Jorge Amado ouviu-me com atenção. Eu precisava fazer uma reportagem sobre os candomblés da Bahia. Perguntei se isso podia me prejudicar. Ele respondeu sabiamente: "Mal não pode fazer".
Acompanhou-me aos umbrais do alto do Gantois, onde a ialorixá Maria Escolástica Conceição de Nazaré, mãe-de-santo Menininha do Gantois, "com exemplar dedicação e perene bondade, há 50 anos zela pelos orixás e pelo povo da Bahia" -foi o que li numa placa cujo texto traía o estilo e a devoção do romancista baiano.
Encontrei-o vestido de branco, belo como um babalaô, seus cabelos combinando com aquela veste nupcial e turística. Mãe Menininha estava se aprontando. Como filha de Oxum, a vaidade é um dos seus atributos espirituais. Jorge pediu que ela jogasse os búzios para mim.
Deu Xangô na cabeça. É um santo cabreiro, rei do fogo e do trovão, que cometeu incesto com a mãe. Gosta de cágados. Sua cor é vermelha e branca. Orixá dos raios é esposo de Iansã, Oxum e Obá.
Identificado meu pai espiritual, Mãe Menininha recomendou-me uma descarga. Alguém mal informado andava me invejando e uma mulher havia feito trabalho forte para me atrapalhar os caminhos -já atrapalhados por natureza. Jorge me explicou em voz baixa que Xangô é reservado, não gosta de se misturar com os outros. Foi o único atributo de meu pai espiritual que me calhou. Não sou incestuoso nem domino os raios e trovões. Tampouco aprecio cágados.
Recebi a lista de ingredientes que devia comprar: dois galos, feijões de diversas qualidades, verduras variadas, farinha, dendê, acarajé, abará e outras guloseimas que os santos apreciam. Levei um dia para reunir a munição solicitada. Já era noite quando entrei pelos fundos do terreiro, deixando na cozinha os apetrechos. Ali viviam umas 20 pessoas; imaginei que no dia seguinte haveria um suculento cozido no cardápio.
Na manhã seguinte, fizeram-me entrar numa pequena casinhola dedicada a Exu. Trata-se de um profissional que desempenha as funções que lhe encomendam. Tal como os frades espanhóis dos romances de capa e espada, dele se esperam as piores coisas. Qualquer ritual precisa puxar o saco dele.

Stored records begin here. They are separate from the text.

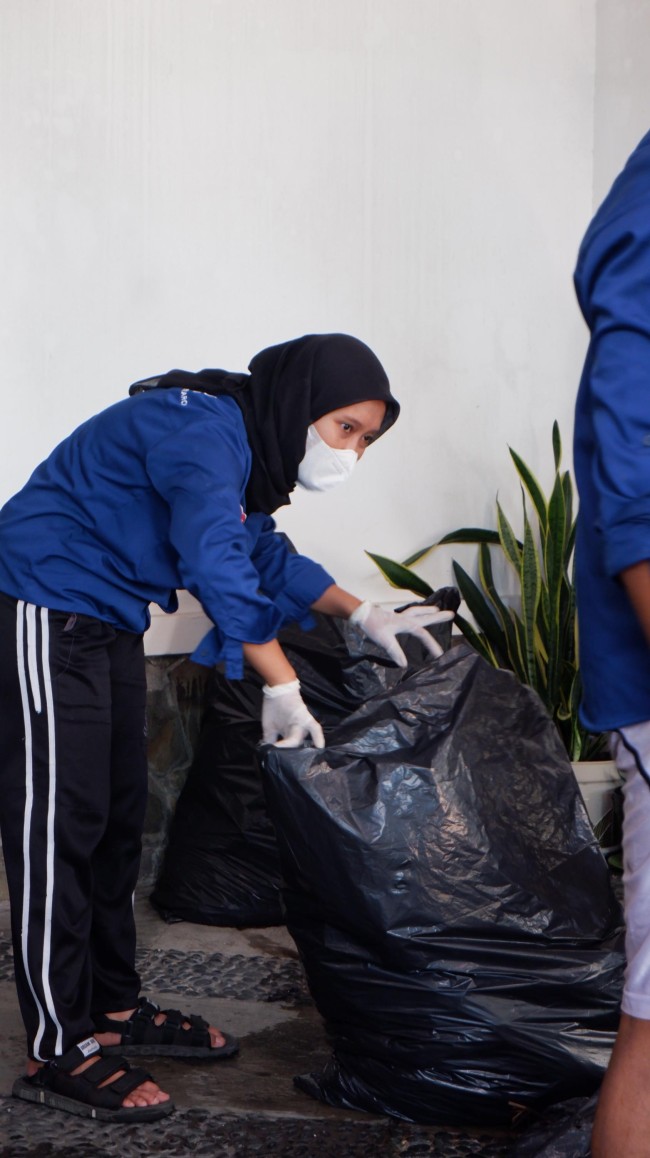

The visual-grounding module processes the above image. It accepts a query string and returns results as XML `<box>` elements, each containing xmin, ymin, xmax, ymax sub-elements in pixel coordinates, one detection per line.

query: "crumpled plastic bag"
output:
<box><xmin>151</xmin><ymin>587</ymin><xmax>459</xmax><ymax>928</ymax></box>
<box><xmin>507</xmin><ymin>1094</ymin><xmax>597</xmax><ymax>1158</ymax></box>
<box><xmin>264</xmin><ymin>644</ymin><xmax>625</xmax><ymax>1128</ymax></box>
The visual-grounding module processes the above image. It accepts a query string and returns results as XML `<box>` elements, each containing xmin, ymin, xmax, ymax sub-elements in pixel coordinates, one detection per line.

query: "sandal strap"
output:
<box><xmin>93</xmin><ymin>997</ymin><xmax>211</xmax><ymax>1051</ymax></box>
<box><xmin>46</xmin><ymin>1038</ymin><xmax>102</xmax><ymax>1073</ymax></box>
<box><xmin>35</xmin><ymin>1038</ymin><xmax>154</xmax><ymax>1109</ymax></box>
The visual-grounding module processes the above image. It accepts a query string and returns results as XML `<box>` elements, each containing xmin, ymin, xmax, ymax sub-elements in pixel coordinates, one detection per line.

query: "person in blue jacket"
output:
<box><xmin>0</xmin><ymin>335</ymin><xmax>451</xmax><ymax>1121</ymax></box>
<box><xmin>575</xmin><ymin>133</ymin><xmax>650</xmax><ymax>1158</ymax></box>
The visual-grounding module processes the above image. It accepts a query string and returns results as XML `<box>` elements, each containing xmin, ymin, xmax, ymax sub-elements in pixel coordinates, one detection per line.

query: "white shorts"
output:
<box><xmin>609</xmin><ymin>720</ymin><xmax>650</xmax><ymax>1021</ymax></box>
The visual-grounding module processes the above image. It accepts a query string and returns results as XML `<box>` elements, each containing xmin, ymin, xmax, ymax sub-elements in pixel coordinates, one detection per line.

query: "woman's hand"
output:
<box><xmin>262</xmin><ymin>680</ymin><xmax>324</xmax><ymax>748</ymax></box>
<box><xmin>243</xmin><ymin>639</ymin><xmax>324</xmax><ymax>748</ymax></box>
<box><xmin>350</xmin><ymin>600</ymin><xmax>454</xmax><ymax>667</ymax></box>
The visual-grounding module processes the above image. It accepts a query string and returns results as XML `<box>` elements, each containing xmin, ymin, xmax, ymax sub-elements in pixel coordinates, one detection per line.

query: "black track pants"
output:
<box><xmin>0</xmin><ymin>594</ymin><xmax>147</xmax><ymax>1060</ymax></box>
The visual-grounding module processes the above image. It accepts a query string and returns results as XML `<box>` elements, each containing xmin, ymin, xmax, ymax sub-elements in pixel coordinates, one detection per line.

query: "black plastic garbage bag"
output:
<box><xmin>264</xmin><ymin>645</ymin><xmax>623</xmax><ymax>1127</ymax></box>
<box><xmin>507</xmin><ymin>1094</ymin><xmax>597</xmax><ymax>1158</ymax></box>
<box><xmin>151</xmin><ymin>587</ymin><xmax>459</xmax><ymax>928</ymax></box>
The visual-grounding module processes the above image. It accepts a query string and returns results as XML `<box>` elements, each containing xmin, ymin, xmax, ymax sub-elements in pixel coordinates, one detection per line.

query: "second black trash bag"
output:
<box><xmin>264</xmin><ymin>645</ymin><xmax>623</xmax><ymax>1128</ymax></box>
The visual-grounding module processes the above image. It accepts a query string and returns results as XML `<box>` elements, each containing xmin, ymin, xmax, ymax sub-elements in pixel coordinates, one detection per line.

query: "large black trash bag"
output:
<box><xmin>264</xmin><ymin>644</ymin><xmax>623</xmax><ymax>1128</ymax></box>
<box><xmin>151</xmin><ymin>587</ymin><xmax>459</xmax><ymax>928</ymax></box>
<box><xmin>507</xmin><ymin>1094</ymin><xmax>597</xmax><ymax>1158</ymax></box>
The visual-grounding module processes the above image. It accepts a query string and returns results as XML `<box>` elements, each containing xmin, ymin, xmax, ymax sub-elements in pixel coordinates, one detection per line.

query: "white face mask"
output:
<box><xmin>298</xmin><ymin>426</ymin><xmax>357</xmax><ymax>491</ymax></box>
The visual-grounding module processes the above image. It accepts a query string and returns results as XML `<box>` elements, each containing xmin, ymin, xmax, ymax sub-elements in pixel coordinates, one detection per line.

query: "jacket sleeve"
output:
<box><xmin>575</xmin><ymin>203</ymin><xmax>650</xmax><ymax>576</ymax></box>
<box><xmin>246</xmin><ymin>514</ymin><xmax>336</xmax><ymax>628</ymax></box>
<box><xmin>147</xmin><ymin>409</ymin><xmax>284</xmax><ymax>679</ymax></box>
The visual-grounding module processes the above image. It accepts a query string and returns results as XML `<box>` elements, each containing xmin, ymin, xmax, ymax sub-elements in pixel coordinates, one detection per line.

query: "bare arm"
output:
<box><xmin>620</xmin><ymin>559</ymin><xmax>650</xmax><ymax>644</ymax></box>
<box><xmin>312</xmin><ymin>584</ymin><xmax>361</xmax><ymax>620</ymax></box>
<box><xmin>242</xmin><ymin>639</ymin><xmax>298</xmax><ymax>688</ymax></box>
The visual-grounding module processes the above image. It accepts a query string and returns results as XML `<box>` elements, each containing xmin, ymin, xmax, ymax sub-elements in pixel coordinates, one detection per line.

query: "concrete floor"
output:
<box><xmin>0</xmin><ymin>897</ymin><xmax>510</xmax><ymax>1158</ymax></box>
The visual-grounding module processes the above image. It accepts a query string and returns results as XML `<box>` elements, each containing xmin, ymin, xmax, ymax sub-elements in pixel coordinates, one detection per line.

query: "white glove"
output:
<box><xmin>350</xmin><ymin>599</ymin><xmax>454</xmax><ymax>667</ymax></box>
<box><xmin>262</xmin><ymin>680</ymin><xmax>324</xmax><ymax>748</ymax></box>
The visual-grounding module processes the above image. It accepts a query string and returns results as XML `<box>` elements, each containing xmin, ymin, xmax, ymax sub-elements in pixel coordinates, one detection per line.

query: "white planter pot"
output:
<box><xmin>571</xmin><ymin>760</ymin><xmax>623</xmax><ymax>826</ymax></box>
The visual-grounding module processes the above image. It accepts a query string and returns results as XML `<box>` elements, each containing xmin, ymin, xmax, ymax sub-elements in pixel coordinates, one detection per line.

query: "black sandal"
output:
<box><xmin>93</xmin><ymin>997</ymin><xmax>239</xmax><ymax>1061</ymax></box>
<box><xmin>12</xmin><ymin>1038</ymin><xmax>175</xmax><ymax>1122</ymax></box>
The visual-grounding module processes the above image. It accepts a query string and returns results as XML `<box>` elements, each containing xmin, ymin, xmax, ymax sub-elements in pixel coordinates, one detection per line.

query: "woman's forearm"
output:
<box><xmin>242</xmin><ymin>639</ymin><xmax>298</xmax><ymax>688</ymax></box>
<box><xmin>312</xmin><ymin>584</ymin><xmax>361</xmax><ymax>620</ymax></box>
<box><xmin>619</xmin><ymin>559</ymin><xmax>650</xmax><ymax>644</ymax></box>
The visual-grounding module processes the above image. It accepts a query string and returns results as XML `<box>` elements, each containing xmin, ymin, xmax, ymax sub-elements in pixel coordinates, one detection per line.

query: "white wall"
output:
<box><xmin>593</xmin><ymin>0</ymin><xmax>650</xmax><ymax>205</ymax></box>
<box><xmin>0</xmin><ymin>0</ymin><xmax>596</xmax><ymax>643</ymax></box>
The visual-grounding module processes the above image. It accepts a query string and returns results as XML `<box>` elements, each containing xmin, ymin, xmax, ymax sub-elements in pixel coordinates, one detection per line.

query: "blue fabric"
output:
<box><xmin>0</xmin><ymin>389</ymin><xmax>334</xmax><ymax>677</ymax></box>
<box><xmin>574</xmin><ymin>133</ymin><xmax>650</xmax><ymax>731</ymax></box>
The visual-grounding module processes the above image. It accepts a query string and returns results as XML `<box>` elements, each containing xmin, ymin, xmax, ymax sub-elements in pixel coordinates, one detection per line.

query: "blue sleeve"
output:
<box><xmin>246</xmin><ymin>514</ymin><xmax>336</xmax><ymax>628</ymax></box>
<box><xmin>575</xmin><ymin>194</ymin><xmax>650</xmax><ymax>576</ymax></box>
<box><xmin>147</xmin><ymin>408</ymin><xmax>284</xmax><ymax>679</ymax></box>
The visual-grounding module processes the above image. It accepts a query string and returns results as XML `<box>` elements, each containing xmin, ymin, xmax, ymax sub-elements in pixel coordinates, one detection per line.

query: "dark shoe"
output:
<box><xmin>93</xmin><ymin>997</ymin><xmax>239</xmax><ymax>1061</ymax></box>
<box><xmin>12</xmin><ymin>1038</ymin><xmax>175</xmax><ymax>1122</ymax></box>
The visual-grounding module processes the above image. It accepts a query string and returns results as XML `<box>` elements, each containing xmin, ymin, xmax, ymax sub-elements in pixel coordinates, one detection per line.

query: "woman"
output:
<box><xmin>0</xmin><ymin>335</ymin><xmax>451</xmax><ymax>1120</ymax></box>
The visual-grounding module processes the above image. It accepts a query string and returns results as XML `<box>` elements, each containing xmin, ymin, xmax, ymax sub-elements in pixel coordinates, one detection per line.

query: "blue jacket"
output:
<box><xmin>574</xmin><ymin>133</ymin><xmax>650</xmax><ymax>731</ymax></box>
<box><xmin>0</xmin><ymin>389</ymin><xmax>334</xmax><ymax>679</ymax></box>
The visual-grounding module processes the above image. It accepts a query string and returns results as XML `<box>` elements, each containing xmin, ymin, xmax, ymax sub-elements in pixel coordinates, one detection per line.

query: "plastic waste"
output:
<box><xmin>264</xmin><ymin>644</ymin><xmax>625</xmax><ymax>1128</ymax></box>
<box><xmin>151</xmin><ymin>587</ymin><xmax>460</xmax><ymax>928</ymax></box>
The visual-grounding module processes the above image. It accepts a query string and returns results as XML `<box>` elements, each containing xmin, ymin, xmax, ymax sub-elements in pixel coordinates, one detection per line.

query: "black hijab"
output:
<box><xmin>129</xmin><ymin>334</ymin><xmax>400</xmax><ymax>514</ymax></box>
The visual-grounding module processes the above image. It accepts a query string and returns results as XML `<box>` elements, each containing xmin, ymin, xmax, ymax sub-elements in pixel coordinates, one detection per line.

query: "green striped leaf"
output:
<box><xmin>479</xmin><ymin>543</ymin><xmax>518</xmax><ymax>667</ymax></box>
<box><xmin>497</xmin><ymin>500</ymin><xmax>521</xmax><ymax>574</ymax></box>
<box><xmin>454</xmin><ymin>613</ymin><xmax>502</xmax><ymax>667</ymax></box>
<box><xmin>553</xmin><ymin>419</ymin><xmax>562</xmax><ymax>470</ymax></box>
<box><xmin>519</xmin><ymin>515</ymin><xmax>541</xmax><ymax>689</ymax></box>
<box><xmin>453</xmin><ymin>560</ymin><xmax>506</xmax><ymax>655</ymax></box>
<box><xmin>509</xmin><ymin>447</ymin><xmax>548</xmax><ymax>532</ymax></box>
<box><xmin>366</xmin><ymin>551</ymin><xmax>433</xmax><ymax>599</ymax></box>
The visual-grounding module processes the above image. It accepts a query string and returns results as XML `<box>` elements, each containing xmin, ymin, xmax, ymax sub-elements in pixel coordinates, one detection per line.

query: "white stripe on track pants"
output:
<box><xmin>0</xmin><ymin>594</ymin><xmax>147</xmax><ymax>1060</ymax></box>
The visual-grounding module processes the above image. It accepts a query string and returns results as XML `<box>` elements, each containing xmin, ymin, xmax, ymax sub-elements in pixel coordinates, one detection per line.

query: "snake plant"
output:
<box><xmin>366</xmin><ymin>423</ymin><xmax>606</xmax><ymax>761</ymax></box>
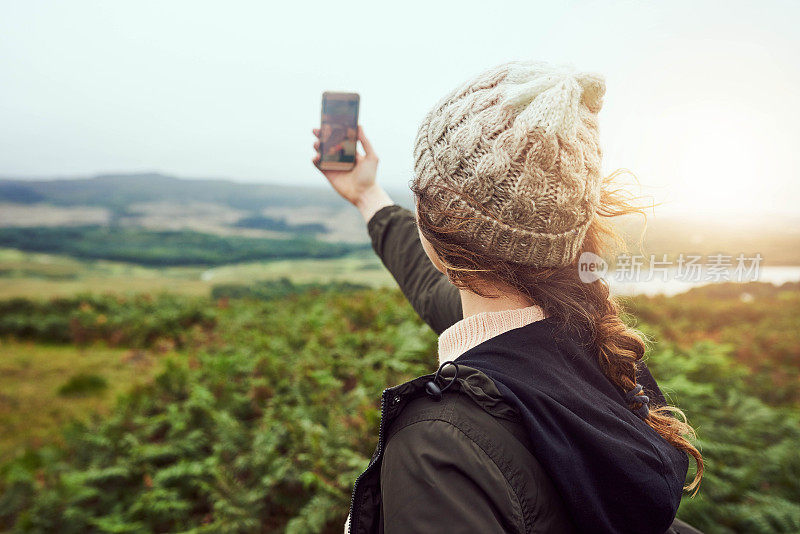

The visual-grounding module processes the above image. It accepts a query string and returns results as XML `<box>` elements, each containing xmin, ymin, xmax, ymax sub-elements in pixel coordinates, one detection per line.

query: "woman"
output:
<box><xmin>314</xmin><ymin>62</ymin><xmax>703</xmax><ymax>533</ymax></box>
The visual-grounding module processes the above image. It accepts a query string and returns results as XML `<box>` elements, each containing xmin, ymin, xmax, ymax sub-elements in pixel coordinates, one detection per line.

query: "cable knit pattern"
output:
<box><xmin>411</xmin><ymin>61</ymin><xmax>605</xmax><ymax>268</ymax></box>
<box><xmin>439</xmin><ymin>304</ymin><xmax>545</xmax><ymax>365</ymax></box>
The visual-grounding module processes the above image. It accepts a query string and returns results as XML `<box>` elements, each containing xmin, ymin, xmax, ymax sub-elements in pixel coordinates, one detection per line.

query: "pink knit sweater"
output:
<box><xmin>439</xmin><ymin>304</ymin><xmax>546</xmax><ymax>365</ymax></box>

Lá fui eu, acompanhado por duas acólitas idosas e uma jovem filha-de-santo, roliça e de olhos verdes. Quando entrei nos domínios de Exu, vi intactos todos os mantimentos que trouxera na véspera. Uma das velhas fez um círculo de giz baiano no cimento, mandou que ali me postasse. A mocinha de olhos verdes começou a falar em nagô enquanto passava pelo meu corpo a comida que eu havia levado. Uma das velhas misturava tudo num alguidar de barro.
A "pièce de resistence" foram os galos. Uma das acólitas mandou que eu segurasse um dos galináceos e contasse aos ouvidos dele as minhas desditas, fazendo depois os meus pedidos.
Eu não tinha nada a pedir, especificamente. Olhei bem o galo. Nem sabia ao certo onde fica o ouvido dos galos. Assustado, temendo que boa coisa não o aguardava, ele estava apavorado. Seu olho redondo me fixava, severamente, como se soubesse a bisca que sou. Uma das velhas, por experiência adquirida no ofício, lembrou a virilidade: "Peça a força, meu filho... tem mulher querendo te atrapalhar..." Recusei a sugestão: não se mexe em time que está ganhando. Preferi pensar em abstrações, felicidade, saúde, prosperidade, paciência, amor à pátria. As velhas me urgiam: "Fale... fale... Exu está esperando..."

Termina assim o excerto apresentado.